当然、ハウスメーカーは材料原価が高く職人の労務費がかかる自然素材(漆喰や無垢の木など)は使えませんので、施工が簡単で原価の安い石油化学製品の建材(ビニールクロスなど)を多用します。
一方、規模が小さく効率経営のスーパー工務店では、工事原価に占める広告宣伝費や本社費の比率は僅かなものです。
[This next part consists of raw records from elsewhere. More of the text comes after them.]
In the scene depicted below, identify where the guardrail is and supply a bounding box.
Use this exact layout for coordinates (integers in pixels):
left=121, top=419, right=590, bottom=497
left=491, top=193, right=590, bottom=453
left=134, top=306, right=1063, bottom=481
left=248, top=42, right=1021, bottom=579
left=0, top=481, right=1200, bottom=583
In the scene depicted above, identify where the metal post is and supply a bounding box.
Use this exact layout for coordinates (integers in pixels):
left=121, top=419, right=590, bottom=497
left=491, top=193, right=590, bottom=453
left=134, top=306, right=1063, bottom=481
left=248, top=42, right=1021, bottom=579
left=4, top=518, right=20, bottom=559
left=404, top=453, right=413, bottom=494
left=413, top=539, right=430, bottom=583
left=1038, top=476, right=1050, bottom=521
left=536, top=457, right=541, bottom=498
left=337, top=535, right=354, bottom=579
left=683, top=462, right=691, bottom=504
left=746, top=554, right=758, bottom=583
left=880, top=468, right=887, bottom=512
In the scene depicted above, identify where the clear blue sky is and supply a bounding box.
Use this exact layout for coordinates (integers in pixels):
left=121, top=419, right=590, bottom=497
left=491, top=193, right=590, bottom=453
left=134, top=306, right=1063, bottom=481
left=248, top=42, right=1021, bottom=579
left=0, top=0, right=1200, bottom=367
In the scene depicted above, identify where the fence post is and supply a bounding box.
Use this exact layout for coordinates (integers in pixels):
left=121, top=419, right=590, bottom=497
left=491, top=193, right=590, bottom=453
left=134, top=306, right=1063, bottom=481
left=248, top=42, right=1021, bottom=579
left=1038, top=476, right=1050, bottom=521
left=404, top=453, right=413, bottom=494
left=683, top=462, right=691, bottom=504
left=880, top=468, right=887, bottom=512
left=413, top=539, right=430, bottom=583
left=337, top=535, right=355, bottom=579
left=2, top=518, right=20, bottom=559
その分自然素材をふくめ品質の良い建物をつくることが可能となる訳です。
結果的には、注文住宅ハウスメーカーとの工事単価は同等になります。
有名なハウスメーカーで家を建てて悦に入るのは、全く馬鹿げたお金の使い方です。
ブランドと建材などの品質の良し悪しとは、何の関係もありません。
むしろ有名なハウスメーカーの石油化学製品をメインとした建材は、建築基準法をクリアしていても基準値未満というだけで有害物質は0ではありません。
当然シックハウス症候群のリスクはあります。
ビニールクロス(左)と漆喰壁、無垢オークフローリング、大谷石の床(右、筆者自邸)
まとめ
✔貨幣は使わなければ単なる数字(観念)です。
✔商品とは、「富」を得るための選択肢の一つに過ぎません。
✔価格(交換価値)もブランドのように社会的な関係性が生んだ観念です。
以上を踏まえた、定年後の為の賢いお金の使い方です。